Radiother Oncol. 2024 Oct 29:202:110604. doi: 10.1016/j.radonc.2024.110604. Online ahead of print.

Abstract

Introduction: Radiotherapy protocols for high-risk neuroblastoma (HR-NBL) vary across international studies. The purpose of this study was to evaluate the locoregional control in a national HR-NBL cohort treated with highly-conformal image-guided radiotherapy (IGRT), using reduced margins, and a boost dose for residual lesions.

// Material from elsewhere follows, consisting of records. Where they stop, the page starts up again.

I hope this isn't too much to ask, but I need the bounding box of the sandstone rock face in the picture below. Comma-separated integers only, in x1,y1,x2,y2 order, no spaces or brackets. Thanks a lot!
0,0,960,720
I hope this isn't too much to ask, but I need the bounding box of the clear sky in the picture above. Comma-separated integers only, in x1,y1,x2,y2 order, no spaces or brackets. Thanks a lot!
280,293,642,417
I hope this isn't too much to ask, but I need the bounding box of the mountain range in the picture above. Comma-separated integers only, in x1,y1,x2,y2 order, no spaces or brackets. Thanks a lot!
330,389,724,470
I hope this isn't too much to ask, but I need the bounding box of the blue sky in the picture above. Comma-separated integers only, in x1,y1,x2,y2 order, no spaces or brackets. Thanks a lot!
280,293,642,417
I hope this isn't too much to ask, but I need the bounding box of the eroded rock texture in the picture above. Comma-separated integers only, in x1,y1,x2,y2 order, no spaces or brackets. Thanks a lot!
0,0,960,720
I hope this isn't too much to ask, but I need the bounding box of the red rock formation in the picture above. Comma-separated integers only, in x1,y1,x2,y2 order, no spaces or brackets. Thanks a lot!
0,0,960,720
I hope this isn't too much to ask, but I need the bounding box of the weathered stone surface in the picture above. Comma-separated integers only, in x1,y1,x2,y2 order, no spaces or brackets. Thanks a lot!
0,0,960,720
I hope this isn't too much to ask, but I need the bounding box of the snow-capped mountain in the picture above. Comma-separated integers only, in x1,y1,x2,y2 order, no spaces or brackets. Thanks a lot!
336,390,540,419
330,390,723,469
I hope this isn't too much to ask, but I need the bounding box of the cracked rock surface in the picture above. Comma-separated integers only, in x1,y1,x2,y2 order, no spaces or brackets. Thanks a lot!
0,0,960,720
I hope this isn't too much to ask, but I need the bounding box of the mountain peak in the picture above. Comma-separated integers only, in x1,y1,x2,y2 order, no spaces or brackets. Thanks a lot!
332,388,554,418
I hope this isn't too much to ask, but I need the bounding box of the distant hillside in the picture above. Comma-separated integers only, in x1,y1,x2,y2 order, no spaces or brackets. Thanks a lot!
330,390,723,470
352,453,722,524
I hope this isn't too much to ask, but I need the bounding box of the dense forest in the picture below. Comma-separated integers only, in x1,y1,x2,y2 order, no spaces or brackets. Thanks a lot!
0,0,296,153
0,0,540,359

Materials and methods: Patients treated with radiotherapy as part of first-line HR-NBL treatment between 2015 and 2022 were eligible. To obtain clinical, internal, and planning target volumes, +0.5 cm, 4DCT-based, and + 0.3/0.5 cm margins, respectively, were added to the edited gross tumour volumes. Prescription dose was 21.6/1.8 Gy, followed by 14.4/1.8 Gy for any residual lesions measuring ≥ 1 cm3 at the time of radiotherapy planning. Intensity-modulated arc therapy was combined with daily cone beam CT-based online patient position verification. Locoregional failure (LRF) rates were compared for the presence of residual lesions < 1 cm3 vs. ≥ 1 cm3 (with/without locoregional activity on nuclear- and MRI[diffusion-weighted imaging]-scans) pre-radiotherapy, age at diagnosis, MYCN-status, [131I]mIBG therapy, response to induction chemotherapy, interval to radiotherapy onset, and metastatic site irradiation.

Results: Among the 77 included patients, 34 had residual lesions (median volume: 10.0 cm3, IQR 4.8-29.9) with activity visible on 17 nuclear- and 10 MRI-scans. Five-year LRF rate was 7.8 % (95 % confidence interval 1.8-13.8), and not significantly different between those with residual lesions < 1 cm3 vs. ≥ 1 cm3 (6.4 % vs. 14.3 %, respectively, p = 0.27), or any of the other variables. All 6 LRFs (2 isolated, 4 combined) occurred < 1.5 years post-radiotherapy.

Conclusion: In HR-NBL, IGRT with reduced margins and a boost dose for residual lesions ≥ 1 cm3 demonstrated excellent locoregional control, comparable to modern literature.

Keywords: Abdominal radiotherapy; High-risk neuroblastoma; Highly conformal radiotherapy; Image-guided radiotherapy; Locoregional failure; Pattern of failure; Radiotherapy boost; Residue; Tertiary hospital.